Los alumnos deben aprender a reclamar sin afectar a otros
Por Horacio Sanguinetti | Para LA NACION
El conflicto producido entre alumnos de algunos colegios metropolitanos y las autoridades educativas surgió cuando trascendió la intención del Ministerio de Educación de la ciudad de reducir -en cumplimiento de disposiciones del Consejo Federal que tienden a unificar contenidos y valor de los títulos docentes- de 158 a 10 las especializaciones que los estudiantes secundarios pueden escoger al concluir el tercer año, ciertamente aún muy jóvenes para tales decisiones.
Esas reformas no alcanzan a los institutos de la UBA en función de la autonomía, pese a lo cual el centro del Colegio Nacional de Buenos Aires se colocó espontáneamente a la cabeza de los querellantes.
Somos contrarios a ambas posturas en debate: ni 158 ni 10. El secundario debe ser propedeútico, enciclopedista, oferta mínima de algo de cada saber a niños que lo ignoran casi todo y no tendrán más oportunidad informativa… ni quizá formativa, dada la decadencia de la familia en ese y otros aspectos.

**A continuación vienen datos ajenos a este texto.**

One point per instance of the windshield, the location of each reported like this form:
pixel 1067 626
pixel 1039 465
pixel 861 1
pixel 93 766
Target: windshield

Pero todo resulta opinable y siempre es prudente escuchar a los jóvenes para que aporten ideas, no para que decidan. Canales eficientes deben estar abiertos.
Pasemos ahora a los métodos usados: la metodología de la violencia es inaceptable. Pese al ejemplo diario que damos los mayores, corresponde que prevalezcan, y más en la escuela, el diálogo, el debate pacífico, el respeto, el colocarse en el lugar del otro. Los alumnos deben inventar fórmulas eficaces, que no afecten derechos ajenos como los que afectan, por ejemplo, los cortes de calles, injustos, ilegales e irritativos. Tampoco puede pretenderse legitimidad en intempestivas y antidemocráticas asambleas, donde no se sabe quiénes votan, cuántos votan, qué votan; para colmo, en decisiones usualmente minoritarias porque a las asambleas concurren minorías.
En cuanto a las «tomas», afectan a terceros que requieren utilizar los colegios y provocan inconmensurables desastres, como los delitos que injuriaron a la iglesia de San Ignacio, delitos de fuerte disvalor material y gravísimo daño espiritual, pues desprecian un costado humano, el religioso, digno del máximo respeto. Es que cuando se abren alternativas de riesgo, como una noche de «toma», donde los usurpadores carecen de eficacia y quizá de voluntad de control, debe considerarse que esa apertura engendra situaciones aún presuntamente no queridas, pero de las que hay que responder.
Una toma es, en todo caso, una medida excepcional: por ejemplo, por la poda presupuestaria que amenazó a la Universidad en 2001 o la resistencia al fascismo de facto en 1943. Pero no debe desmonetizarse en abuso y habitualidad por pretextos menores. Su explicación, amén de probables decisiones políticas, finca en una suerte de ejercicio hazañoso, una aventura deslumbrante que atrae e incita.
En suma, creo que deben trabajarse seriamente estas bases jurídicas, disciplinarias, pedagógicas, psicológicas y cuanto corresponda, previo castigo de lo que estuvo mal -pues el ser humano debe conservar premios y sanciones en las complejas sociedades contemporáneas-, corregir lo posible apuntando a jóvenes y viejos, alumnos y maestros, padres e hijos, para restaurar la convivencia, descartar desconfianzas y recelos, y fijar sistemas de vida que merezcan la pena vivirse.